Si vous recevez cette lettre, c'est que je ne serai plus de ce monde. Oh! mes chers parents, croyez que je serai par la grâce de Dieu auprès de lui, et je vous supplie de ne pas pleurer sur moi, car, n'étant sur cette terre que pour gagner le ciel, qu'importe-t-il que ce soit tôt ou tard, et quelle belle occasion de passer dans l'éternité en combattant pour la France, qui a certainement commis bien des fautes, mais qui est malgré tout le royaume de la Sainte Vierge; quoi de plus beau que de mourir pour elle qui sert quand même la juste cause?

Je fais ici le sacrifice de ma vie au bon Dieu pour la France, si c'est sa volonté, et je pars avec le désir de faire tout mon devoir sans exposer ma vie inutilement, bien entendu, mais de servir entièrement mon pays et aussi je pars réconforté à la pensée que je vous défends vous-mêmes, mes chers parents.

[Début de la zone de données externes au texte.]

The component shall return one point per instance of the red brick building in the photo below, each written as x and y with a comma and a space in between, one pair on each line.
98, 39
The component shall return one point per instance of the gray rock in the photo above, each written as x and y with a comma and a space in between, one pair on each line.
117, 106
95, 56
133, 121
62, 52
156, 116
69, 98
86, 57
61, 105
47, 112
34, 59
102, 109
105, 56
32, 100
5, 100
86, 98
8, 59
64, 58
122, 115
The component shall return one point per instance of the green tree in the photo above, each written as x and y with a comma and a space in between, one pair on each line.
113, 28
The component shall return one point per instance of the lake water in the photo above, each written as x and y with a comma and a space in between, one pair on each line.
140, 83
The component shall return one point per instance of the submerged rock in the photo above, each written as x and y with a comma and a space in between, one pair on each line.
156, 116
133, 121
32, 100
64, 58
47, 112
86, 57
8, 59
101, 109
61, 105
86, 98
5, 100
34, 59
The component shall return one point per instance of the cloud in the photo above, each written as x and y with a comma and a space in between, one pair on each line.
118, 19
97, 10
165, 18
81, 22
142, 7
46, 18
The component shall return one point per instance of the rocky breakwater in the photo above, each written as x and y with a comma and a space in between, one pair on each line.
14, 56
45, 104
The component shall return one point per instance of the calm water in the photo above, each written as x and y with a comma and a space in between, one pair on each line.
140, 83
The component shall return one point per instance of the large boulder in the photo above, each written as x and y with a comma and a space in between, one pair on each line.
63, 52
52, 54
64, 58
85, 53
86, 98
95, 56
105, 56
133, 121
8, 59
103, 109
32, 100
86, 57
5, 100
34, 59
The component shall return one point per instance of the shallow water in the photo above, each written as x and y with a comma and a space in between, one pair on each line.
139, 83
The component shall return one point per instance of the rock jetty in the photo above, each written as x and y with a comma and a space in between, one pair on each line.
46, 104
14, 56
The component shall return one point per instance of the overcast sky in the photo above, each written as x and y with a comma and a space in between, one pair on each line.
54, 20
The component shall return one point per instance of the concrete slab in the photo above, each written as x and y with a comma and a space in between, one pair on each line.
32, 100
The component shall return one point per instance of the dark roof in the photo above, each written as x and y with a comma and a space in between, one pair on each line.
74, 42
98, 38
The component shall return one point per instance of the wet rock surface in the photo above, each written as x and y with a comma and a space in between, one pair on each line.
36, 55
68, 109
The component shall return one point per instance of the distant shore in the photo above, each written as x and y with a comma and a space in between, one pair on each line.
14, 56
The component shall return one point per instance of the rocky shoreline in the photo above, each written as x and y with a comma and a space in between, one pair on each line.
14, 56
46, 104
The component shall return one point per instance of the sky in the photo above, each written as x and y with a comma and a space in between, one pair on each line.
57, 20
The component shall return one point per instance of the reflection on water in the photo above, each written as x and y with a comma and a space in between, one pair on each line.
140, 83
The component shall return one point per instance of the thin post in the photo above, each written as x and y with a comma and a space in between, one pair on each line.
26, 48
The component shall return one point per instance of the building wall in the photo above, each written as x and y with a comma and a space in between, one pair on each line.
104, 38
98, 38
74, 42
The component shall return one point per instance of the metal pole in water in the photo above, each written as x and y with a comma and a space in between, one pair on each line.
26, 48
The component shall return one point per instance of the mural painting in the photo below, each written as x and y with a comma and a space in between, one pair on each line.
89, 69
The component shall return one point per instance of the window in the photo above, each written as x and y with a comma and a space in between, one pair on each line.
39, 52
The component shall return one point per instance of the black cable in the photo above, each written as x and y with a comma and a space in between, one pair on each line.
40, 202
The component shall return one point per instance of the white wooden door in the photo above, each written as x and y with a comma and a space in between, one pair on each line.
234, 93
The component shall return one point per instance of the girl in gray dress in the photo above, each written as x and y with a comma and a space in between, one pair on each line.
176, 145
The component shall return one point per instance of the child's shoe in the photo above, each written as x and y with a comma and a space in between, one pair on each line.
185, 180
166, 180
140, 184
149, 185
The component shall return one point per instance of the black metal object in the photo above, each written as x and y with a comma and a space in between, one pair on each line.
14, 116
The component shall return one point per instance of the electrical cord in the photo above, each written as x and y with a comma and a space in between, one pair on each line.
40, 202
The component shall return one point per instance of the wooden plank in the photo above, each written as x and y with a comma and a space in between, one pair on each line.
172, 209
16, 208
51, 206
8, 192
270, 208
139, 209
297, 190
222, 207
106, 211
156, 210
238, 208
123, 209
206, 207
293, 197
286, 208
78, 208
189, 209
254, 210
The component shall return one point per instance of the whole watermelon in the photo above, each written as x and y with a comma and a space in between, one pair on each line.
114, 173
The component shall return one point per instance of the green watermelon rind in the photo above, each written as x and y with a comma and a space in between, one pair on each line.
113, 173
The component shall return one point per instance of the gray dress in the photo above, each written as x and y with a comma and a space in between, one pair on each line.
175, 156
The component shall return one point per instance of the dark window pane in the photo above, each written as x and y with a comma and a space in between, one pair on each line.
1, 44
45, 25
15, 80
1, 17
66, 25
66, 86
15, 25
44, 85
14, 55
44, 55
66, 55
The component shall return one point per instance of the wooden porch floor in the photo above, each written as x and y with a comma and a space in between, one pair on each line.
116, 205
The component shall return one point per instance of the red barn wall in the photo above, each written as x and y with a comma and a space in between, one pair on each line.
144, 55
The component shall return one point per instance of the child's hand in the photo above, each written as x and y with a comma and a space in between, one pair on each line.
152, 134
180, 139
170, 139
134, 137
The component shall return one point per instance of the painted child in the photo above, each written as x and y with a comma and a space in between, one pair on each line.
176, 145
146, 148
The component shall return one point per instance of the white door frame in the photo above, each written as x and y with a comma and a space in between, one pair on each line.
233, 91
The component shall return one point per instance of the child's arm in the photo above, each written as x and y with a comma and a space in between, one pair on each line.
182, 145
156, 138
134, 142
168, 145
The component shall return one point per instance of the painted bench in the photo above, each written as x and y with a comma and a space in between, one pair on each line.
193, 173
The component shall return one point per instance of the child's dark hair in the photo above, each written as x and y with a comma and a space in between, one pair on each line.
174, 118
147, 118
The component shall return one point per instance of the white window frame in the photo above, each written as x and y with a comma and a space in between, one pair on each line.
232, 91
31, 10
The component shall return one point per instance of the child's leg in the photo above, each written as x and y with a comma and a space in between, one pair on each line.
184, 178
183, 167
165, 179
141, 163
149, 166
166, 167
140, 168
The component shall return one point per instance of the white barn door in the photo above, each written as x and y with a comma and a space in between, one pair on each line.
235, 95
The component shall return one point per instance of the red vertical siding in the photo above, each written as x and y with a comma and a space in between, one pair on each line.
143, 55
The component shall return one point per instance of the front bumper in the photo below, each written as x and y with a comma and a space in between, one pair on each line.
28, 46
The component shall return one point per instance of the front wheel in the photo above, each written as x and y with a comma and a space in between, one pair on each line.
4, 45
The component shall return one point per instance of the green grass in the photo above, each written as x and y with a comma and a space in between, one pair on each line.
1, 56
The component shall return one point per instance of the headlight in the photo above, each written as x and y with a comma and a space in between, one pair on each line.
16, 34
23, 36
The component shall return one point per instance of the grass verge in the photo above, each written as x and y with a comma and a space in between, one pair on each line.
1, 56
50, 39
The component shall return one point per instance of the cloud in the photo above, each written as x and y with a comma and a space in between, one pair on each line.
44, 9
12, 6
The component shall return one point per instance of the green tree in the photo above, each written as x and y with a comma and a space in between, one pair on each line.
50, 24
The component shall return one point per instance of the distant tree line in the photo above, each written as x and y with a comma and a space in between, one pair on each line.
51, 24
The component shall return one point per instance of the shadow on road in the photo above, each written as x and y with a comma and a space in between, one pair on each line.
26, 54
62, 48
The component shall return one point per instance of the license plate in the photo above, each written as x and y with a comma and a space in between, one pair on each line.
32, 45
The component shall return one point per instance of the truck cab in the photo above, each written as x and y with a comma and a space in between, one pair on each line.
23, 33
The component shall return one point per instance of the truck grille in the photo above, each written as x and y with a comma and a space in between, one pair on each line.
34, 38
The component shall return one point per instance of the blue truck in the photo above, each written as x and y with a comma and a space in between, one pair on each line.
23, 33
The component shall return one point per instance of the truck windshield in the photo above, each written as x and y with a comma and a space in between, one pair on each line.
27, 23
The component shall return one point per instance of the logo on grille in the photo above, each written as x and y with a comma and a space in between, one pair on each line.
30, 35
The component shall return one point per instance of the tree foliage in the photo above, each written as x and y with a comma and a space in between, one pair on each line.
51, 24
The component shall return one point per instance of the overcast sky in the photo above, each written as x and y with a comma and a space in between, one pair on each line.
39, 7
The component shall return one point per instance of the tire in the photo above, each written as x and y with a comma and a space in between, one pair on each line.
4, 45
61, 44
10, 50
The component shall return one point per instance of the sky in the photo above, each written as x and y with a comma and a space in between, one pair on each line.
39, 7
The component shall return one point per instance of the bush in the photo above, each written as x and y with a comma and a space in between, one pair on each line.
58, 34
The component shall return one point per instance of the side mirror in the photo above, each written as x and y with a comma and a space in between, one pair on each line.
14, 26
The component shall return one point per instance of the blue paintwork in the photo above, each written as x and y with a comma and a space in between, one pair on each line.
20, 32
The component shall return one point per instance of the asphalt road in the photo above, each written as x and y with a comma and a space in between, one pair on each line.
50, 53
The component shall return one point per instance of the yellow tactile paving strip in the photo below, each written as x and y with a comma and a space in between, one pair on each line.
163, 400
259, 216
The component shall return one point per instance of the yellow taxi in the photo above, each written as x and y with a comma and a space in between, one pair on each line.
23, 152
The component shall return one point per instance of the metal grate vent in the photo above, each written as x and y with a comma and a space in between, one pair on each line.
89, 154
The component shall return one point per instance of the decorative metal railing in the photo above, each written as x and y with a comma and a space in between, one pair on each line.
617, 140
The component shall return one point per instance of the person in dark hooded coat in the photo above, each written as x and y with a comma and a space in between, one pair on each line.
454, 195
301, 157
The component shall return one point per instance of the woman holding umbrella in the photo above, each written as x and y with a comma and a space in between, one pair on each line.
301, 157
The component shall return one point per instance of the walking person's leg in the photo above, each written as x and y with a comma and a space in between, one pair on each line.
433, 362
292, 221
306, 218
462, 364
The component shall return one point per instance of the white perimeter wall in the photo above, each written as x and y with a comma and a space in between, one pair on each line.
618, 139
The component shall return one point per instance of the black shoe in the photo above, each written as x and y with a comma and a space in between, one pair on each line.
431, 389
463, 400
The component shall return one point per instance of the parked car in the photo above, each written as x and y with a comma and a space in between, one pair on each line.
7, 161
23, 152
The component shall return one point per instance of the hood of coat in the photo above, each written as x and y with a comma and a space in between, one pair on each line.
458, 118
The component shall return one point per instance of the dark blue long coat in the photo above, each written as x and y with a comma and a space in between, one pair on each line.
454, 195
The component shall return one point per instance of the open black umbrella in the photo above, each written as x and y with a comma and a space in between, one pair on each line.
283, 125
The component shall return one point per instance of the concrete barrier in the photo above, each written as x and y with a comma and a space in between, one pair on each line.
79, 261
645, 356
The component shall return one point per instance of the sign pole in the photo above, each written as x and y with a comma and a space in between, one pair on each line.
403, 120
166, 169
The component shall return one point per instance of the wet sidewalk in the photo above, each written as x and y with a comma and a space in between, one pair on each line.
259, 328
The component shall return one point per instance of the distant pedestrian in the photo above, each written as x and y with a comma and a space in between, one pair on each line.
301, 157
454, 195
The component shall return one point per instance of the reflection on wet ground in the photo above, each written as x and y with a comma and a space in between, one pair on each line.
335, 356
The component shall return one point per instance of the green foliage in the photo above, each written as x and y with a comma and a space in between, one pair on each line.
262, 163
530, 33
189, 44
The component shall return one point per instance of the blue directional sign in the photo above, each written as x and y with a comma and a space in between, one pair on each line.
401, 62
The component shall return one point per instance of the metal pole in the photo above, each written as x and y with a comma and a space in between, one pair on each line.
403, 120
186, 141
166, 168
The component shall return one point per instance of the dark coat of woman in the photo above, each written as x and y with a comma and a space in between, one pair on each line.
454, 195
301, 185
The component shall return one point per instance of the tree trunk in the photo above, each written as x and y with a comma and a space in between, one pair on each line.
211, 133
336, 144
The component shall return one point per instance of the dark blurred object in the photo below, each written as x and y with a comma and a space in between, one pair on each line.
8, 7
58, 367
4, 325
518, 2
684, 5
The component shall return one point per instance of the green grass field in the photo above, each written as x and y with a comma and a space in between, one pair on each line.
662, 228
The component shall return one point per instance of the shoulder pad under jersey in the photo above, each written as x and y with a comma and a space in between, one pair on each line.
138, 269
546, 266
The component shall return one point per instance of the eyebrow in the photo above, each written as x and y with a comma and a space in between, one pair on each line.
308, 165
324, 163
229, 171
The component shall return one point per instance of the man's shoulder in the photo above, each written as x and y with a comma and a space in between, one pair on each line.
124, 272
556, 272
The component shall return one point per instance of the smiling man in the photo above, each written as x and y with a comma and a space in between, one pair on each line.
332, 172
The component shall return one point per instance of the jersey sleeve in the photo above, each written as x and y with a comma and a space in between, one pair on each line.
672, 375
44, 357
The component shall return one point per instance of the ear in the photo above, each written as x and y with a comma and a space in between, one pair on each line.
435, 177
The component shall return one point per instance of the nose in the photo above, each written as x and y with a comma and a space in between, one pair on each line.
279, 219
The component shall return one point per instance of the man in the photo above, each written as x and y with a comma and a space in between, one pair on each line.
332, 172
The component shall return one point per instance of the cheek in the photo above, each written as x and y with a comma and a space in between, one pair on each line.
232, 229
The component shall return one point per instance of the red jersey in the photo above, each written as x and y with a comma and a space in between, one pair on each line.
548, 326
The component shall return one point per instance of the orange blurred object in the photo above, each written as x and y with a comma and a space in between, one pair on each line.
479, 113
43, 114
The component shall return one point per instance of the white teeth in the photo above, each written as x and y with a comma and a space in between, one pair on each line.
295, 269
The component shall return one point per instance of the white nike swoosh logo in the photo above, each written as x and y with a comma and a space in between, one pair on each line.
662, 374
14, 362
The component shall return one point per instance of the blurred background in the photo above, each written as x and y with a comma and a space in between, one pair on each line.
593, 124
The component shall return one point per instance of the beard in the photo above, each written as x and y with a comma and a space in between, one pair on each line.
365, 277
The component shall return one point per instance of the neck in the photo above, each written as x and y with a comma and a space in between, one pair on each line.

Je vous demande bien pardon des peines que j'ai pu vous faire, et je vous remercie de tout mon coeur de ce que vous m'avez élevé dans notre religion et je demande au bon Dieu de vous bénir pour cela.

Je n'oublierai pas non plus de remercier de tout mon coeur Monsieur l'Abbé Perret, qui m'a instruit de ma religion et qui m'a fait tant de bien; Monsieur l'Abbé Amiot, qui a été pour moi un bon pasteur et qui a si bien continué l'oeuvre de l'Abbé Perret; mes oncles et tantes des Faittes, qui depuis mon plus jeune âge ont été pour moi des seconds pères et mères, et en général tous mes autres parents et amis qui m'ont fait du bien sur la terre; je me recommande aux prières de tous: j'en aurai tant besoin pour paraître devant le souverain juge.

Enfin, je termine, mes bien chers parents, en vous disant de croire que ma dernière pensée après Dieu sera pour vous crier un grand au revoir dans l'Eternité.

Votre LOUIS.

Lettre écrite par le Sous-Lieutenant Louis ROBIN, 76e Régiment d'Infanterie, blessé mortellement le 25 Septembre 1915.